A Digital Video Primer for Geeks – Three Thumbs Up!

About an hour ago I watched A Digital Video Primer for Geeks. This is, hands down and no exceptions, the best instructional video I’ve ever seen. It takes a complex, dry, detail-filled topic and presents it with lucid clarity and a sense of fun.

They’re not kidding about the “for geeks” part; the exposition is fast and dense and assumes the reader is able to handle having concepts as complex as Nyquist’s theorem thrown at them in one go. But the exposition is also very clear and direct, and delivered with a keen sense of which details need most emphasis.
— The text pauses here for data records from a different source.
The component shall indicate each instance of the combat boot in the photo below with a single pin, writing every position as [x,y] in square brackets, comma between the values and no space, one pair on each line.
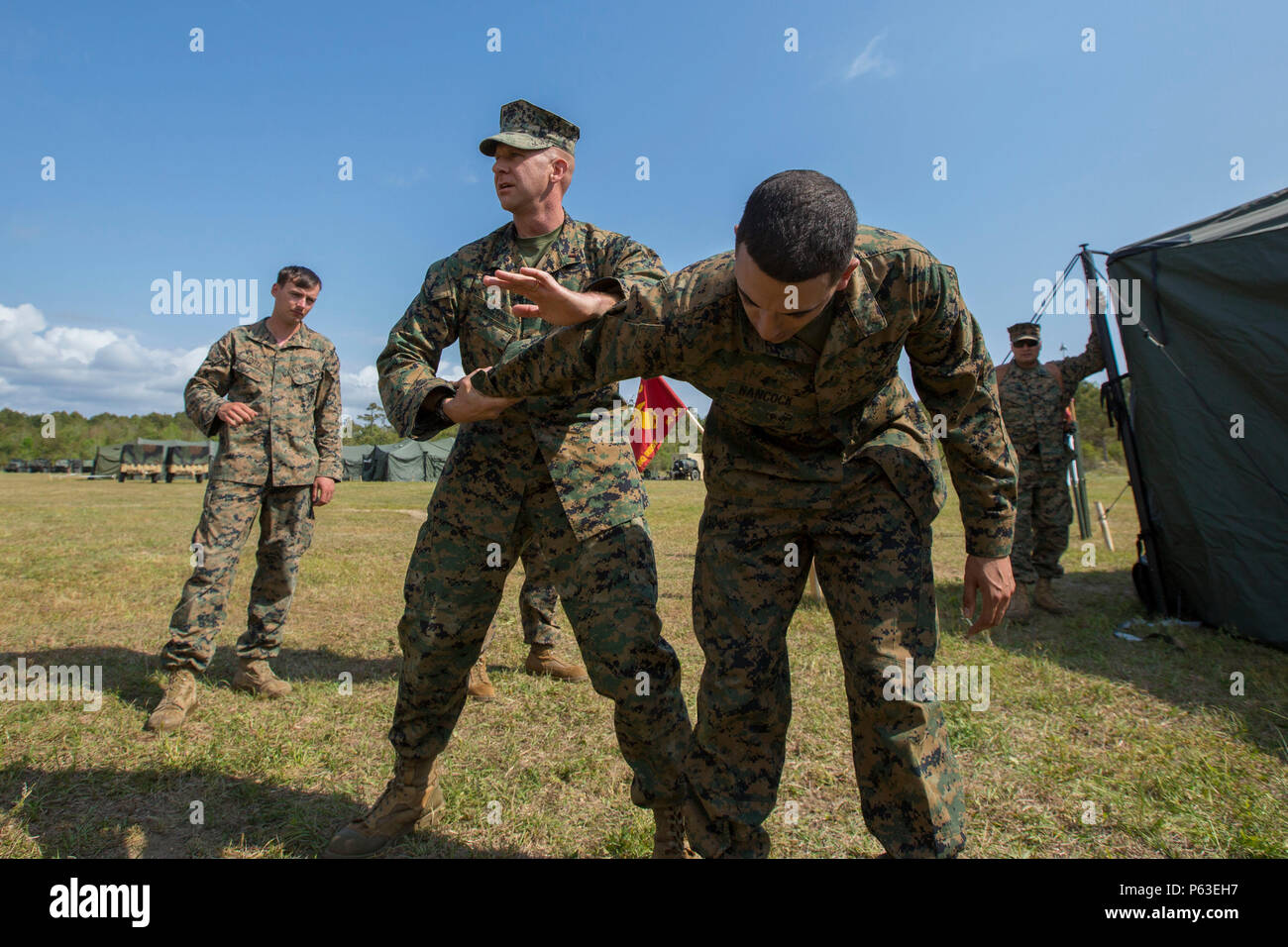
[256,677]
[542,661]
[1019,608]
[180,697]
[410,797]
[480,686]
[669,834]
[1046,599]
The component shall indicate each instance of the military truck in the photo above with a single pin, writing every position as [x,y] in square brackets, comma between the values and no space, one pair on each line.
[142,460]
[686,470]
[187,460]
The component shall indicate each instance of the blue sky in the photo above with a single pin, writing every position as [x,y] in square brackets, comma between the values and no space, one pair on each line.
[223,163]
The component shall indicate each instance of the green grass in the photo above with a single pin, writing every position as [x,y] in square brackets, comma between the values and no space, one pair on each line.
[1146,732]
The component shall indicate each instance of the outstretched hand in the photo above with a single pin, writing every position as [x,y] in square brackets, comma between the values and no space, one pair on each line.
[995,579]
[469,405]
[554,303]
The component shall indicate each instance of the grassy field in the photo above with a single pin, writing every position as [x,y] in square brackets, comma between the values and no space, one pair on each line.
[1146,732]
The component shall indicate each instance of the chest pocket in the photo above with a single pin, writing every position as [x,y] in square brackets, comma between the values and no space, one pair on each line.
[484,331]
[304,384]
[252,379]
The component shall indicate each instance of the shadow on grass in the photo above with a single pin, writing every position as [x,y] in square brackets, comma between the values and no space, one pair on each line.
[146,813]
[1193,673]
[130,674]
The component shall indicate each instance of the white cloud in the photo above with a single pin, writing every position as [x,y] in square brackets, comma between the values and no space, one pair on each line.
[88,369]
[871,60]
[48,368]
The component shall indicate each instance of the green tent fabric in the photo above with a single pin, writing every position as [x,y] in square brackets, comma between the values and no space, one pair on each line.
[1209,365]
[408,460]
[355,459]
[107,460]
The effect is only secondarily to impart facts; what they’re attempting, successfully, is to give the viewer a feel for the subject matter, an overall grasp of how the pieces fit together which can be filled in by later deep-diving into the pieces.

Full marks to Monty for his delivery, which is excellent on all levels. I’m no slouch myself at presenting technical ideas in accessible language, but I will cheerfully admit that this is as good as me at the top of my form, or possibly better. I know how much skill and effort is concealed in making a performance like this look casual; if you don’t, just trust me that what Monty has pulled off here is quite impressive just as an act of presentation-fu.

And yes, this is a video – not just an e-book narrated by a well-spoken talking head. The uses of props, whiteboard, and special effects are tasteful and understatedly clever. I particularly enjoyed the playful use of special effects to illustrate things like sample-rate compression, signal-clipping artifacts and how YUV chroma representation actually works. That was a very effective way to tie those abstractions to experiential reality so the viewer won’t forget them.

The material was ideal for my level of knowledge at start. That is, if you have (a) programmer chops, (b) a bit of basic knowledge of the physics of sound, and (c) you’ve heard of Nyquist’s theorem before and broadly grasp the relationship between sampling rate and cutoff frequency, you’re going to eat the rest of the video up like candy. Probably (c) isn’t necessary; what it meant for me is that I started getting new material at the point where Monty explained about sample rates above 44.1 being a way to get away with cheaper bandpass filters.

In general, the production is unobtrusively immaculate. This is all the more impressive because it’s clear the piece was shot on a tiny budget. And it proudly announces at the end that only open-source tools were used. Creative Commons license, natch.

One final thing: On top of all its other virtues, this video is a lovely aesthetic expression of the hacker posture of mind. If you are a hacker, you will know what I mean by this when you watch it; if you aren’t, there is little to no point in my trying to explain. If you think you may be becoming a hacker, watch it twice. Then get a night’s sleep and watch it again. This will help you in broad and subtle ways.